P. & S. Pour protéger ces plantes, la solution consisterait-elle à les mettre en culture ?
A. M. Non et cela pour plusieurs raisons. Souvent, la mise en culture implique un investissement de départ qui nécessite plusieurs années avant d’être rentabilisé, le temps que la plante devienne productive. Il faut du temps pour une racine de ginseng de bonne qualité. Par ailleurs la mise en culture ne réussit pas pour toutes les plantes et demande des compétences. De plus, il y a des cas de pillage de ces cultures étant donné la haute valeur économique de ces produits ; c’est le cas du bois de rose d’Amazonie qui est classé comme espèce en danger. En outre, comme il revient moins cher de ramasser la plante dans son biotope que de la cultiver, on assiste aussi à des falsifications du « sauvage » estampillé « cultivé »… Aujourd’hui, les trois espèces les plus utilisées de ginseng, à savoir Panax ginseng, P. quinquefolium et P. notoginseng, ont quasiment disparu à l’état sauvage. Encore un exemple qui montre que ce n’est pas parce qu’une plante est cultivée qu’elle va être moins ramassée dans son milieu naturel. Dernier élément qui pèse sur les plantes sauvages : les médecines traditionnelles considèrent qu’elles sont plus puissantes que celles qui sont cultivées.

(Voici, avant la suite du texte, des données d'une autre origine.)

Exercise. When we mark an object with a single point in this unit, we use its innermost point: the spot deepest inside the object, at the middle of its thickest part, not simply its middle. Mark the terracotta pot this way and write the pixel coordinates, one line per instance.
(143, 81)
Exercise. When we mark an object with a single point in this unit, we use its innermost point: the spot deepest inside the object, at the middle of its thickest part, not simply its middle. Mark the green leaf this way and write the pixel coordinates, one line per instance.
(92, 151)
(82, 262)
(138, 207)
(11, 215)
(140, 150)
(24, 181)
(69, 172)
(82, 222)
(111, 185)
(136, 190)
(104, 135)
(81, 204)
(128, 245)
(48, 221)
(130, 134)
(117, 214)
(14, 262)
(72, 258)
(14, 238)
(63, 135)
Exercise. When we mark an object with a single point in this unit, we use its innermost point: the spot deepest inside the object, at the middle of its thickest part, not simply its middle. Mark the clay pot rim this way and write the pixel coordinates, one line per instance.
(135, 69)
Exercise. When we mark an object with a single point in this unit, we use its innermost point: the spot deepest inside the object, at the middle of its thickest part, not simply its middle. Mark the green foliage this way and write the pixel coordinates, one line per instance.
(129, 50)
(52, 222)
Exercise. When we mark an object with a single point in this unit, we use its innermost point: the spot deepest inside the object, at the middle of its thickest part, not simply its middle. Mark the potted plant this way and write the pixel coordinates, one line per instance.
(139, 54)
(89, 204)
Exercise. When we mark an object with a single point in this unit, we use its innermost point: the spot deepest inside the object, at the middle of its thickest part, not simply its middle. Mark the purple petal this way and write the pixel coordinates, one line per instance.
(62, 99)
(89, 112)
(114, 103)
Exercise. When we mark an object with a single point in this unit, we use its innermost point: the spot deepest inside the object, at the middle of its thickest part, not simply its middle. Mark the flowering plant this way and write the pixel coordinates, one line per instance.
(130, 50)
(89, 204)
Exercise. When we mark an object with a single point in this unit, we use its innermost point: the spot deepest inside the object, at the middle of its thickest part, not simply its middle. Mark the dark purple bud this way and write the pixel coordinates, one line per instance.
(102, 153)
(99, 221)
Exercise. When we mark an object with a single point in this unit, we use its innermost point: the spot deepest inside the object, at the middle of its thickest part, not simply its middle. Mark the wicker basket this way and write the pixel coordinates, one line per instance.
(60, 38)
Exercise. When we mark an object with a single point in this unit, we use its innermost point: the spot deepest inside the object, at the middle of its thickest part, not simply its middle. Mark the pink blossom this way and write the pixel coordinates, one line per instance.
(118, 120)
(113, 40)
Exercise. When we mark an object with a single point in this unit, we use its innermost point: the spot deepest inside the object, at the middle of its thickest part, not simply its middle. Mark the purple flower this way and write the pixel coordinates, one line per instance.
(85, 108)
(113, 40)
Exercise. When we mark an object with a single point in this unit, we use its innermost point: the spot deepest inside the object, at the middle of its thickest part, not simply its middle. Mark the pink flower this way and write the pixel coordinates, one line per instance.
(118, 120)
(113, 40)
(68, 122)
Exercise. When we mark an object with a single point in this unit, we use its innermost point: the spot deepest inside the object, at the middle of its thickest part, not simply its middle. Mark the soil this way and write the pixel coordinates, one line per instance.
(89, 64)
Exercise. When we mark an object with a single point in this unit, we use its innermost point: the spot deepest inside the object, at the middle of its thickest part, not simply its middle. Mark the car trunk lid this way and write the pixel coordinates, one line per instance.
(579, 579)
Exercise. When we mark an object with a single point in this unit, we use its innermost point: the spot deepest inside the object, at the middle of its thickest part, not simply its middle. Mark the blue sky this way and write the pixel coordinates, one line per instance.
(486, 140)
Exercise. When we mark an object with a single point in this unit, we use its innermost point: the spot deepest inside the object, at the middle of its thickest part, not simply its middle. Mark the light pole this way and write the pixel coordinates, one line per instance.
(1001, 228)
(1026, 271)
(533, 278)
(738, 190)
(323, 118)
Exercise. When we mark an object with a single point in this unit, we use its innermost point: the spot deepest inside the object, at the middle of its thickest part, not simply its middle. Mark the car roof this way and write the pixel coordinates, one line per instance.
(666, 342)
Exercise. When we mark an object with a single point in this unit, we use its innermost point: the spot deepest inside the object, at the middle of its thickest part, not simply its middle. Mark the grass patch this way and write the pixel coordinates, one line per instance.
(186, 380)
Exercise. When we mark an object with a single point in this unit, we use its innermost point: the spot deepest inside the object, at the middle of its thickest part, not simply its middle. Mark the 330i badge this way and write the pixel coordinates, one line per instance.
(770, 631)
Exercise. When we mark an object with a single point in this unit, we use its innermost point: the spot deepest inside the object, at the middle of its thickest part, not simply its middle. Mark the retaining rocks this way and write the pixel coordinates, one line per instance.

P. & S. Alors que faut-il faire pour protéger la ressource ?
A. M. Le plus important, je pense, serait de sensibiliser les prescripteurs des pays consommateurs – médecins phytothérapeutes, herboristes, naturopathes – en faisant intervenir des ethno-écologues dans leur cursus de formation. Je ne comprends pas pourquoi certains d’entre eux continuent à prescrire du bois de rose au lieu de proposer une autre huile essentielle. Personnellement, je ne prescris pas de rhodiola à mes patients mais du macérat glycériné de cassis qui est aussi un excellent tonique. Reste le problème de l’automédication : comme pour l’alimentation, les particuliers doivent privilégier les plantes locales vendues via les circuits courts, les seules à pouvoir aujourd’hui garantir la traçabilité et la qualité.